You start off down the first slope - perhaps a simple blue run to get warmed up, a few sweeping wide turns and then down into a tuck to get up a bit of speed. I knew that if my legs hadn't given out, that I'd be on the slopes with them!The moral of this little tale? Always prepare and train before any strenuous exercise, but especially skiing where there is far more pressure on the legs than in most of our everyday lives.It's one of your first days back in the mountains again and you're one of the first up to the top of the lifts. Once again you've been away too long and for the last 10 months or so Duffel Bag Trolley every squeaking supermarket trolley wheel sounds like a chair lift, and the smell of cold diesel fumes bring you back to the smell of the snowcats out first thing in the morning pisting the runs. You stand up and swing to a halt in a spray of powder, looking back up the run as if waiting for someone! In truth, your legs have had it!Your knees have started to ache and your thighs are burning! You have to cruise down to the bottom of the lifts to let you legs recover! Yeah, OK, so after a few days you've got some strength back in your legs again - just in time to go home. You'll be skiing like a hero instead of a wimp!Suitable ski training will undoubtedly improve your ability and will keep you safer on the slopes.

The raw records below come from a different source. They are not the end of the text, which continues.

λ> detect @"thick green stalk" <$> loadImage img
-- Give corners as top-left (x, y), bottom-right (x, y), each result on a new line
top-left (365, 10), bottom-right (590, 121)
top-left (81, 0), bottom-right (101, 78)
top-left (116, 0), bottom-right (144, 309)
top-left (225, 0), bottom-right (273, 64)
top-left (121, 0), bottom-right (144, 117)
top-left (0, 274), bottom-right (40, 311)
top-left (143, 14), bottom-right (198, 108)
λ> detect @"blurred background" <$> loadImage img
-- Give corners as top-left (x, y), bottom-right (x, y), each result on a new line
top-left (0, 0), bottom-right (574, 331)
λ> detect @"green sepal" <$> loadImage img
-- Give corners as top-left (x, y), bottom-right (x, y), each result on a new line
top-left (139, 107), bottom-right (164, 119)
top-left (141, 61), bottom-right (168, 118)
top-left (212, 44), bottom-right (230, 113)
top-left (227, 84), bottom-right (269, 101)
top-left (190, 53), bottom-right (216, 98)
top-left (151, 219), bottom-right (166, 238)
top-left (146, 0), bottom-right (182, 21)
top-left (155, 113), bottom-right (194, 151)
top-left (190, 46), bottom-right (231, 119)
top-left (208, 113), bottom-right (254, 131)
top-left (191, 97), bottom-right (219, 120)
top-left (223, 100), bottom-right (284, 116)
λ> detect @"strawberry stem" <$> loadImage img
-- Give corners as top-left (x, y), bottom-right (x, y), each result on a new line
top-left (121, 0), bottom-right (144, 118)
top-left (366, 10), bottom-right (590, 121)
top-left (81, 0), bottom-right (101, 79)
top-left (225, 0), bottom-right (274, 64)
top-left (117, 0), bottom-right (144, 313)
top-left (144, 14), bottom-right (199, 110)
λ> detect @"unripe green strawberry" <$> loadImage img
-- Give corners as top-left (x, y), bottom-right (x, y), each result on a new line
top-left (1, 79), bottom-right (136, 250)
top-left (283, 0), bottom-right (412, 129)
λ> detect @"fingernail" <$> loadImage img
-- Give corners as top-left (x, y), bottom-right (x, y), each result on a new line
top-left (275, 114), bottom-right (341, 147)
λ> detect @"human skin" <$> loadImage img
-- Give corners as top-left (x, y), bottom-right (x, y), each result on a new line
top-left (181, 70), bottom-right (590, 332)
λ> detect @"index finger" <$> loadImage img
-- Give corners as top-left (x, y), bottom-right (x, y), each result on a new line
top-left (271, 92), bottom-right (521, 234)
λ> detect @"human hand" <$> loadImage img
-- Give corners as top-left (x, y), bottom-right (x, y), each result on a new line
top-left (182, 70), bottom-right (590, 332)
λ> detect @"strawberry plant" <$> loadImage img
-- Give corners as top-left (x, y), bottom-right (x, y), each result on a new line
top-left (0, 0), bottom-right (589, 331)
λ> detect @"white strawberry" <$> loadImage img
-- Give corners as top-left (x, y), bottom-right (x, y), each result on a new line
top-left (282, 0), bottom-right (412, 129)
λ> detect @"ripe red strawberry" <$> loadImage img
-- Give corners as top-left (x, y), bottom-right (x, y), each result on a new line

Beautiful blue Suitcase Trolley skies, crystal clear fresh air, fantastic snow condition and the mountains spreading out below you, beckoning you down onto the nearly empty slopes.Like most people who enjoy skiing, I neither live in the mountains or ski anywhere near as much a I'd like to.. You've just swept passed a ski-school when you hit a couple of bumps and your legs take the impact. I spent the second week sitting on the hotel balcony watching other doing the skiing.It was never in any part of my planning to get fit for skiing - yeah, perhaps I'd wear my ski boots around the house for a few days before I went, but that used to be about as far as I'd go - which in hindsight was always pretty stupid!If you take the same attitude as I used to, then you probably ski the way I used to as well. Game over.
Then the inevitable. A couple of weeks a year, if I'm lucky, depending on workload and let's face it, finances.That's if you're lucky.I know that I was lucky and my lack of preparation could have resulted in a far more serious accident, especially late in the day when we're all trying to get that last run on the day.Training programs are available which not only give you legs with steel like properties, but also improve joint strength and mobility, allowing you to ski much harder for much longer.
A few years ago I turned up in Italy for a 2 week holiday, unprepared as ever, and hit a patch of blue ice mid slope and severely sprained my ankle. If you're a soccer or football player or athlete, then perhaps you can get away with it - but most of us who don't train only get away with it for a little while. Who knows, it may even save your life?. I'm sure you know what I mean.